Fermentation is followed by maceration, a process in which the skins of grapes are left in contact with the juice for a certain time period. During maceration red wine gets its distinctive red colour because the raw grape juice has a greyish colour. The maceration process is generally avoided when producing white wine, or it is used in a short amount of skin-juice contact before the pressing.

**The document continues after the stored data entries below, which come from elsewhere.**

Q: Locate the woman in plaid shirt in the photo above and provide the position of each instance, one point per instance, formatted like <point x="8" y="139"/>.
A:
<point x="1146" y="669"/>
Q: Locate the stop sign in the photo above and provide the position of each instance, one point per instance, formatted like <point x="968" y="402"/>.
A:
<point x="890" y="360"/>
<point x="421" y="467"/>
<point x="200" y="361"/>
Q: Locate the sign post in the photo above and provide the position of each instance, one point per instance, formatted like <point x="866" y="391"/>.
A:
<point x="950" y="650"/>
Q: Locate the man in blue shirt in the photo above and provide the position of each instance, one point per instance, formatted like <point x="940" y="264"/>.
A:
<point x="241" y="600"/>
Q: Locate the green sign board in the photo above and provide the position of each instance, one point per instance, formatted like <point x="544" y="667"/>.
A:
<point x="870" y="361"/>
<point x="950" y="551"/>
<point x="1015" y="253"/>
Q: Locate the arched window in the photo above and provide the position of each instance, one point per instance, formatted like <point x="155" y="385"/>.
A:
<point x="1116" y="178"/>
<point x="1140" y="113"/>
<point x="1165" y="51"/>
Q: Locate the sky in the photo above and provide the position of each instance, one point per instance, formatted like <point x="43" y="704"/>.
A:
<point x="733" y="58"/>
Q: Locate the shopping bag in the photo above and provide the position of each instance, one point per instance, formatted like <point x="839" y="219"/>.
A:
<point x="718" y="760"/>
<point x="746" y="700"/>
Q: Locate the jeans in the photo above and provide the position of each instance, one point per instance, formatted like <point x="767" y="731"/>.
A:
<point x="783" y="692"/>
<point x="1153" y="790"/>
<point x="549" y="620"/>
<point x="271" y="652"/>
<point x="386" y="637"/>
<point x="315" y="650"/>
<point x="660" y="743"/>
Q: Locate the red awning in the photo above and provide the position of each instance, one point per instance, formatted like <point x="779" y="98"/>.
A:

The second fermentation, also known as Malolactic fermentation includes the conversion of tart malic acids into rich lactic acids, giving the wine a beautiful, creamy, and buttery tasting aroma like those in Chardonnay. It is commonly used in white wine production, but since it is labour-demanding, it is used only in smaller wineries.
Typically, the blending process occurs in January or February, after the fermentation is finished. However, it is a matter of the winemaker`s choice and tradition. Some prefer blending close before bottling, others decide to age the wine in barrels for several months before blending. This stage includes a selection of which grape varieties and percentages will be used, as well as which wine will be traded as Grand Vin, and which one will remain as a second wine.
One of the final processes prior bottling is clearing the wine since at this stage it is still cloudy. In this process, vintners use specific agents to dispose of the proteins contained in the wine which make them cloudy. Commonly used fining agents are egg whites or milk casein, gelatin,
Rarely, some wines are not being treated with fining agents, such as orange wines instead the winemakers wait for the wine to clear by itself.
BOTTLING AND LABELING
This is the final but very important step. During the bottling process, the wine should be exposed to oxygen as little as possible. Winemakers often add a small amount of sulfur dioxide to prevent oxidation and preserve the freshness of the wine. Typically, wines go into bottles two years after harvest. However, there are many wineries which age the wine in barrels for several years prior bottling. In this process, the bottles are filled and corked, but not labelled yet since the label content depends on different labelling practices in different countries.